The surprise, the effortless percipience of an unknown language aroused some imperfectly sedated volition within him, and he tried to speak back: But he had no mouth. He heard no more. There was not even blackness.
When he awoke, flies were crawling on his face. He waved them away. He was on his back, evidently in some swampland. His stomach growled. Everything seemed extremely tangible—painfully tangible: the moist earth that clung to his back; the snarl of an insect swarm; the smell of a river somewhere nearby; black vines, twisted and articulate against a gray sky; an ache in his head; an acrid taste in his mouth. The spell of solitude was broken. And he knew the names of everything.
“Fern,” he said, touching a leaf. He looked up. “Egret.” It was not the wind-listeners’ language, but a language all his own. He stood up. “Cattail. Bittern. Mud. Man.”

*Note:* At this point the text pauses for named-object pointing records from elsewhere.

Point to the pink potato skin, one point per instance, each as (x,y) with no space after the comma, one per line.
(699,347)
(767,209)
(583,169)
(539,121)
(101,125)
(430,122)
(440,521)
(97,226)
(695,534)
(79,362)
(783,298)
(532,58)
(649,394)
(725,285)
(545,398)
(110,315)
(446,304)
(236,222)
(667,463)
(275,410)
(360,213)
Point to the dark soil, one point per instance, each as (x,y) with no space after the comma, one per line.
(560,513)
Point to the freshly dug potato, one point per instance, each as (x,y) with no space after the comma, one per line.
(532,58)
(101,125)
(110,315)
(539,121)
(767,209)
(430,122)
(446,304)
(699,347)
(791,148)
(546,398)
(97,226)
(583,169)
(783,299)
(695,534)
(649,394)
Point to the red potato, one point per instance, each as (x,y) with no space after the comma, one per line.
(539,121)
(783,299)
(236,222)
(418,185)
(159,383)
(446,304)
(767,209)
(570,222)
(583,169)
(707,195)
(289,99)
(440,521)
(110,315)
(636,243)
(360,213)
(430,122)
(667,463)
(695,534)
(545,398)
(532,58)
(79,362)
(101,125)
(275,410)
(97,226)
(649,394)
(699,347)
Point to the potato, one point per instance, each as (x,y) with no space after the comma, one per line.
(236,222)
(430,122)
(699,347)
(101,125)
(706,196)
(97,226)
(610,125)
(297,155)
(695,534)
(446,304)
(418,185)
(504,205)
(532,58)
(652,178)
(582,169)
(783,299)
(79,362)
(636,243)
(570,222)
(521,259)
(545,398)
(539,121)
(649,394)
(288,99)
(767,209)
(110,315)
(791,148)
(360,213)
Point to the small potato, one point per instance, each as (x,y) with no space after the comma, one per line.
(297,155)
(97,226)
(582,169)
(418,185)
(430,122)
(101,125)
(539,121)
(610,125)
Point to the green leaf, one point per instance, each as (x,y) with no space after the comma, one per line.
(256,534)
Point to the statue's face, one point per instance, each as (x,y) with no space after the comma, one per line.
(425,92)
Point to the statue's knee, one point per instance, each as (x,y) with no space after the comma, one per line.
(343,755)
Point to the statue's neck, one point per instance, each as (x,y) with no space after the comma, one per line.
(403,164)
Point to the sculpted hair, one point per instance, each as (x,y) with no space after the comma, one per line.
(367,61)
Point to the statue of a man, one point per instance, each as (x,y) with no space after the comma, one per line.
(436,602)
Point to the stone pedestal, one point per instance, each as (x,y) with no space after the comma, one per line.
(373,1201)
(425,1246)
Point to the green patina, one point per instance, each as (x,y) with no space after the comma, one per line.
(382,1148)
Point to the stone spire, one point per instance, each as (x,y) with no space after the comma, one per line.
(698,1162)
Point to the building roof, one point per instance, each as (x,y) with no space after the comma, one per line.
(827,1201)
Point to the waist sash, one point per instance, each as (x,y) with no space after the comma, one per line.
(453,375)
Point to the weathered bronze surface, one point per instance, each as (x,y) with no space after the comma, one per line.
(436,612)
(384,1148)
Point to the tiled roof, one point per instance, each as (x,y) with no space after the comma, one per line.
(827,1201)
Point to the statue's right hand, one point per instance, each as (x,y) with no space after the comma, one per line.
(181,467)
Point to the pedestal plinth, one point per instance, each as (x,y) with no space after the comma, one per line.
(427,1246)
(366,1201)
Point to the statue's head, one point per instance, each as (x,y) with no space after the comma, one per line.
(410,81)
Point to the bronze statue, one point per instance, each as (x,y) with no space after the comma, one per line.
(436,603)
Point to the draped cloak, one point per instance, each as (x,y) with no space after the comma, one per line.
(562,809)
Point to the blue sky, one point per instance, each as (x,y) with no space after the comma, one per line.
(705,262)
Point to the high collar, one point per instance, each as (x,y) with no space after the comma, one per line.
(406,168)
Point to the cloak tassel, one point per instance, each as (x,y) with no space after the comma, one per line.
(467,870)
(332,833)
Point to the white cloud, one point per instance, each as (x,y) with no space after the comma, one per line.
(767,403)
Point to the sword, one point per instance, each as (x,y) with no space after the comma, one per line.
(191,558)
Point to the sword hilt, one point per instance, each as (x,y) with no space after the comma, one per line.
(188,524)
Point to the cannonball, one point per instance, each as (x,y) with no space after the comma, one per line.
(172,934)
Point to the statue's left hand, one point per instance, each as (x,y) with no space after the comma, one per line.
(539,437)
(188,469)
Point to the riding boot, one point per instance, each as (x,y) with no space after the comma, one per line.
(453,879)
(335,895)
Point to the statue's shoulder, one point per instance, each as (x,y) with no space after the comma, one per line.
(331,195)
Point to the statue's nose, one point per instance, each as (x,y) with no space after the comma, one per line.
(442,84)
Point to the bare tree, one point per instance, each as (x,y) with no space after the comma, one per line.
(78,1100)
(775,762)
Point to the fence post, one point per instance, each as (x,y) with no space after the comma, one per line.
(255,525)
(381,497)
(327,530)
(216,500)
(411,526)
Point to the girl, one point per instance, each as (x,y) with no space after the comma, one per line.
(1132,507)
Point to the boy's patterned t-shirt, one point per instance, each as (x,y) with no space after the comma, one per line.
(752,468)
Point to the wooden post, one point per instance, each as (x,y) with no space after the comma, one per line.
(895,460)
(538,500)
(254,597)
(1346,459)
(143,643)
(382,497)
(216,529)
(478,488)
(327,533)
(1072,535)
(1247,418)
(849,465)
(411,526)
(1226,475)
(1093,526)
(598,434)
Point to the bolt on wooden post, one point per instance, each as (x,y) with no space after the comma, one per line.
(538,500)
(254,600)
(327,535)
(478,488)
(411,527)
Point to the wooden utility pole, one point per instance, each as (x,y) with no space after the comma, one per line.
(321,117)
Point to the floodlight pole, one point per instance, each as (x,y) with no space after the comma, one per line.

Standing he could see water. His feet were on a dry hammock dense with hardwood trees. He walked over to the water and parted thrushes with his hand. Kneeling, he found a place at the base of the paper-sharp stems where the water was clear. For a while, he stared at his own ape face, the hollows from which his ape eyes peered. Then he broke up the reflection and palmed water into his parched and sucking lips. When he had drank his fill he stood again, and began walking in the direction of a name.